Hearty Multigrain Pancakes Recipe
Oats and whole wheat flour make these tasty pancakes extra hearty. Jeri Tirmenstein of Apache Junction, Arizona suggests trying them with applesauce spooned on top.
TOTAL TIME: Prep/Total Time: 20 min. YIELD:2 servings
- 1/4 cup all-purpose flour
- 1/4 cup whole wheat flour
- 1/4 cup quick-cooking oats
- 1 tablespoon brown sugar
- 1 teaspoon baking powder
- 1/4 teaspoon salt
- 1/2 cup plus 1 tablespoon fat-free milk
- 2 tablespoons egg substitute
- 2 teaspoons canola oil
- 1. In a large bowl, combine the first six ingredients. Combine the milk, egg substitute and oil; add to dry ingredients just until moistened.

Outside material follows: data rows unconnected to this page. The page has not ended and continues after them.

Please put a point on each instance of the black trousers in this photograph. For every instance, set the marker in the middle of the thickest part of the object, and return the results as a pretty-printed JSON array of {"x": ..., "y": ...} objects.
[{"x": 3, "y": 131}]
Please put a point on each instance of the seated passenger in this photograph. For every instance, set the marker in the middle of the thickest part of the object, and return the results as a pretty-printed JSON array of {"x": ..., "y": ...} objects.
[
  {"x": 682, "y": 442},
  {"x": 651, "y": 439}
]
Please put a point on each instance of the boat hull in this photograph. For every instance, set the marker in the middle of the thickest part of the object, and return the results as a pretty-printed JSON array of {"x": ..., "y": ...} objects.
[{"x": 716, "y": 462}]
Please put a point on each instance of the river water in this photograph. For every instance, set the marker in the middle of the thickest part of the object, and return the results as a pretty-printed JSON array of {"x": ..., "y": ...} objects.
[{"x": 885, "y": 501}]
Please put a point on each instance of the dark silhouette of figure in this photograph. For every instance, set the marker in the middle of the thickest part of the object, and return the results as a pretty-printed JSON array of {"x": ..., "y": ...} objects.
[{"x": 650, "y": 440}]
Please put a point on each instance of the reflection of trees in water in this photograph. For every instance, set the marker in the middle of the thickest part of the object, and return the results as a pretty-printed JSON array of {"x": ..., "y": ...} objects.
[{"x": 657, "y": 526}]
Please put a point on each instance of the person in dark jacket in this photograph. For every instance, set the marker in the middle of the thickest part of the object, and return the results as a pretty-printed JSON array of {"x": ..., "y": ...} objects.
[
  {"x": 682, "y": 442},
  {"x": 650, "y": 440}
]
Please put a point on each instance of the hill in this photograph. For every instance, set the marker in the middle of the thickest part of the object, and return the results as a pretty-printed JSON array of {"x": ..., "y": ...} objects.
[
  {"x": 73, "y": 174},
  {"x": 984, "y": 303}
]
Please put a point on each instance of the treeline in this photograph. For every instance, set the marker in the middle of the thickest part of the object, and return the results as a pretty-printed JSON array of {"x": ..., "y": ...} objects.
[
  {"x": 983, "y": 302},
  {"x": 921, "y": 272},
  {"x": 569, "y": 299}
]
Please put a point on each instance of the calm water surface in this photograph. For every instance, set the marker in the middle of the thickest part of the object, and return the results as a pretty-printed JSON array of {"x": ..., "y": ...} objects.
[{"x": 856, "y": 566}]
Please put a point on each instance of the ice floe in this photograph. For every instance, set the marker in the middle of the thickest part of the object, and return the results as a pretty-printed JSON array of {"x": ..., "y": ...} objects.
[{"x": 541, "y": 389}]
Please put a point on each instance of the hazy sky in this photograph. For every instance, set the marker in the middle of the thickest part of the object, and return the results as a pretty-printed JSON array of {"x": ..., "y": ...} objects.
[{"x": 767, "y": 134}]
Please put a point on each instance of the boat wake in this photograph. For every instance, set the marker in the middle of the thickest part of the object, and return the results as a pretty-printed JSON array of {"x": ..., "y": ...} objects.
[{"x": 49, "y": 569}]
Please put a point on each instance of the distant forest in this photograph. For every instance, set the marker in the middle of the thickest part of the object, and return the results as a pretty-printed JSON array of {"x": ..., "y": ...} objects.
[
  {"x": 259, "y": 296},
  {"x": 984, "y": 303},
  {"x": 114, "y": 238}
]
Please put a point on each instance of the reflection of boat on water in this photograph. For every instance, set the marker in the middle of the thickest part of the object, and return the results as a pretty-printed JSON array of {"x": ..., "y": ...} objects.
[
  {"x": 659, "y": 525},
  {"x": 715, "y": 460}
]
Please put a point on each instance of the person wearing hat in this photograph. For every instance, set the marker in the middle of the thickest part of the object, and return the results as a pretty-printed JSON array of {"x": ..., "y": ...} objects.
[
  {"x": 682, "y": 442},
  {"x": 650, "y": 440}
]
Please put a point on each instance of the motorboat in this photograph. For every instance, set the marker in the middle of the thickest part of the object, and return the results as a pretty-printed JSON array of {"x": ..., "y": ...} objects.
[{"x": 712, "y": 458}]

- 2. Pour batter by 1/4 cupful onto a greased hot griddle. Turn when bubbles form on top; cook until the second side is golden brown. Yield: 4 pancakes.
2 pancakes equals 243 calories, 6 g fat (1 g saturated fat), 1 mg cholesterol, 559 mg sodium, 40 g carbohydrate, 3 g fiber, 9 g protein. Diabetic Exchanges: 2-1/2 starch, 1 fat.